Looking at sales so far this month in the U.S., J.D. Power and Associates says the rate of decline in new-vehicle retail sales has slowed this month versus the last 12 months, but what the firm calls "a high level of consumer uncertainty" means that retail sales are still flat. And there will be a delay in market recovery of two to three months beyond the spring selling season.
The data for J.D. Power's prognostication comes from its Power Information Network, which culls real-time retail data from 10,000 auto dealers nationwide.
Banking on what the dealers have seen in the first two selling weeks of May, the firm predicts that new-vehicle retail sales for the month of May will come down at 716,000 units, representing a seasonally adjusted annualized rate (SAAR) of 7.6 million units. If so, May will be down by 36% from one year ago, but up by 9% compared with April 2009, per the company.
Because of that halting recovery, it is downgrading its 2009 forecast by 400,000 units to 10 million, with 8.3 million of that comprised by retail sales at dealerships.

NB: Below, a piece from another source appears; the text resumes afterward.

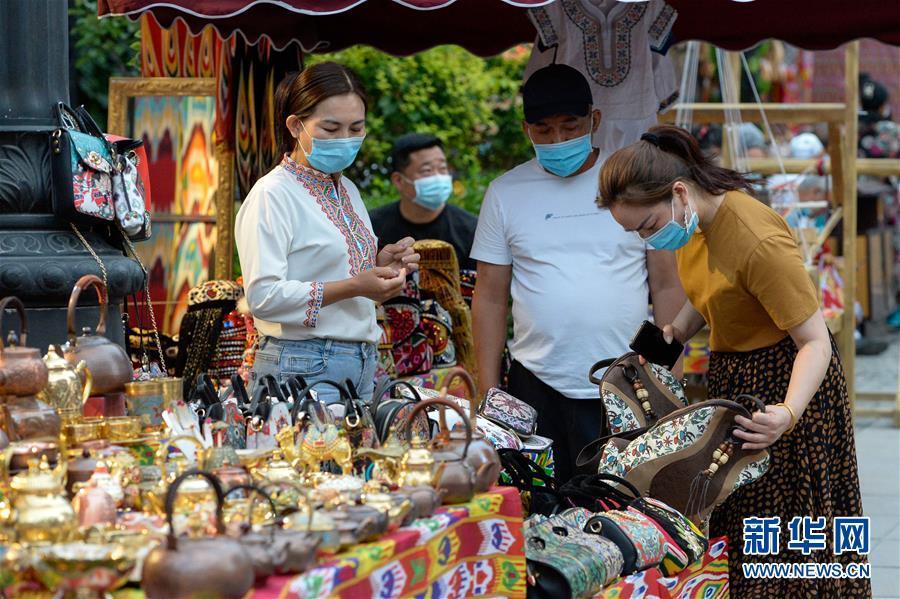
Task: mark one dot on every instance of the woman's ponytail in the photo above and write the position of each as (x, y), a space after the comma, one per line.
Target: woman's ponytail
(644, 172)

Of that 400,000, 230,000 will be fewer retail sales, predicts J.D. Power, and the rest will be fleet.
Gary Dilts, SVP of global automotive operations at the firm, says the first real uptick will be this summer. "While there are some signs of stability in the automotive market, current sales rates indicate that achieving recovery will not be a quick proposition," he said in a release.
Meanwhile, European and Asian automotive markets -- Germany and China -- are seeing some improvement monthly, thanks to programs like scrappage incentives.
By contrast with the U.S., the global outlook has been stable since January, per Jeff Schuster, executive director of global forecasting. "As major international automotive markets continue their recovery, we have increased our outlook for 2009 global light-vehicle sales to 58.6 million units, from 57.5 million units forecasted in March."